Kalbim kan pompalamayı bırakmıştı. Ellerimi motorun kenarından ayırıp Cameron'a sarıldım.

"Korkutuyorsun beni Cam. Lütfen yavaşla."

Cameron frene ani bir şekilde bastı. Tekerlerin tozları ve ciyaklama sesi tüm beynimi istila etmişti. Gözüm hiçbir şey görmüyordu. O sırada kolum çakıllarla karışık toprağa değdi. Acıdan yüzümü buruşturdum. Ben savrulmuştum. Çünkü fren sesinden sonra bütün bedenim işlemeyi bırakmıştı.

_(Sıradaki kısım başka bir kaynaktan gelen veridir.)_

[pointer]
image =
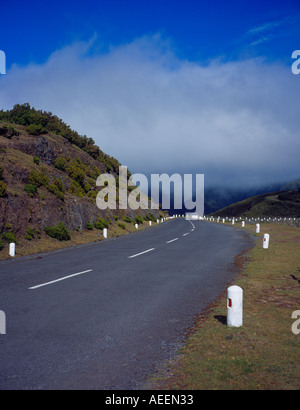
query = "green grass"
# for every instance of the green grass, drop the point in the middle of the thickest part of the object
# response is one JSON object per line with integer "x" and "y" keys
{"x": 263, "y": 354}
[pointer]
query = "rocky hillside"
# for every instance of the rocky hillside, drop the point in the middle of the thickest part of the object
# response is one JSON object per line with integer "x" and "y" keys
{"x": 282, "y": 204}
{"x": 48, "y": 178}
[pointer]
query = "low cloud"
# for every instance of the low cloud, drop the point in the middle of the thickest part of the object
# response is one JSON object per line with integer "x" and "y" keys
{"x": 236, "y": 122}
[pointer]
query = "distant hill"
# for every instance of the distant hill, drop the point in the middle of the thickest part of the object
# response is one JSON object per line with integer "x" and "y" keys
{"x": 48, "y": 177}
{"x": 272, "y": 204}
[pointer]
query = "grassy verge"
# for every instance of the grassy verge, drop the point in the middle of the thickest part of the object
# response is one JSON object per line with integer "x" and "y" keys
{"x": 264, "y": 353}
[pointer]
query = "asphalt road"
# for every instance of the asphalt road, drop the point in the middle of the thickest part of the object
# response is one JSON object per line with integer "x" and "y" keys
{"x": 106, "y": 315}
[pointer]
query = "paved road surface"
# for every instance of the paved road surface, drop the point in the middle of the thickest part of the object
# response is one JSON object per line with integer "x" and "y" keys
{"x": 105, "y": 315}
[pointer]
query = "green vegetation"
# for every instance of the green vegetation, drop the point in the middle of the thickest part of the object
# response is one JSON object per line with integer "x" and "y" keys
{"x": 60, "y": 163}
{"x": 3, "y": 189}
{"x": 263, "y": 354}
{"x": 89, "y": 226}
{"x": 59, "y": 232}
{"x": 36, "y": 160}
{"x": 30, "y": 189}
{"x": 30, "y": 234}
{"x": 138, "y": 220}
{"x": 8, "y": 131}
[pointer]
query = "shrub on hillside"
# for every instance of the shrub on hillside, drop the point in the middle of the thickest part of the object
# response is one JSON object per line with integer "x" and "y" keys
{"x": 60, "y": 163}
{"x": 30, "y": 189}
{"x": 59, "y": 232}
{"x": 2, "y": 189}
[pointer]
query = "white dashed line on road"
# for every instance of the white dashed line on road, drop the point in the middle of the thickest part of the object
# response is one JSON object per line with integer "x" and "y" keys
{"x": 141, "y": 253}
{"x": 172, "y": 240}
{"x": 60, "y": 279}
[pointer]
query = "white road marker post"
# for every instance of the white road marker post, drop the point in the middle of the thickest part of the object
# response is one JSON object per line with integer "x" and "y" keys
{"x": 234, "y": 306}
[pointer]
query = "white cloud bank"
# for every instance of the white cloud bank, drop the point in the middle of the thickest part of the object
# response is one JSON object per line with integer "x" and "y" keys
{"x": 236, "y": 122}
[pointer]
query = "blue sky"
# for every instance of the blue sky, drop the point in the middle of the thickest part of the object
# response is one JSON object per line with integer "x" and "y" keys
{"x": 165, "y": 86}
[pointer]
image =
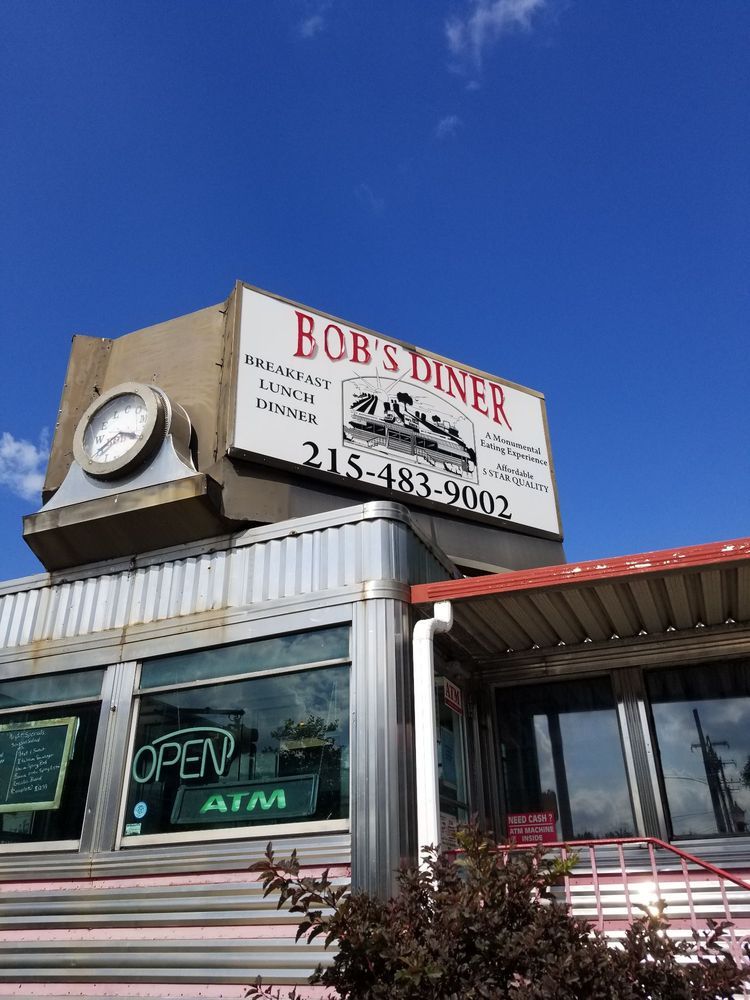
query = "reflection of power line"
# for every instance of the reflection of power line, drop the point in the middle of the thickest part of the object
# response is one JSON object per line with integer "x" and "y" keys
{"x": 729, "y": 816}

Ayağa kalkarken her tarafım acıyordu. Aklıma gelen ilk şey Cameron'du Ellerimle gözlerimi sildim. Yavaşça görüşüm netleşti. Sol çaprazımda yatan, tek bacağı motorun altında kalmış ve yüzü kanlarla kaplı sevgilime baktım.. Nefesim kesildi. Olduğum yerden hareketlendim ve Cameron'a doğru koştum. Yanına eğildim ve çığlık attım.

Kafasını ellerimin arasına almıştım. Dudakları titriyordu. Kesik kesik nefesleri beni korkutmaya yetmişti.

Ciğerlerime hava yetmiyor gibiydi. Tekrar tekrar nefes aldım. Konuşmaya çalıştım, ağzımdan çıkan her kelimede bir nefes alıyordum.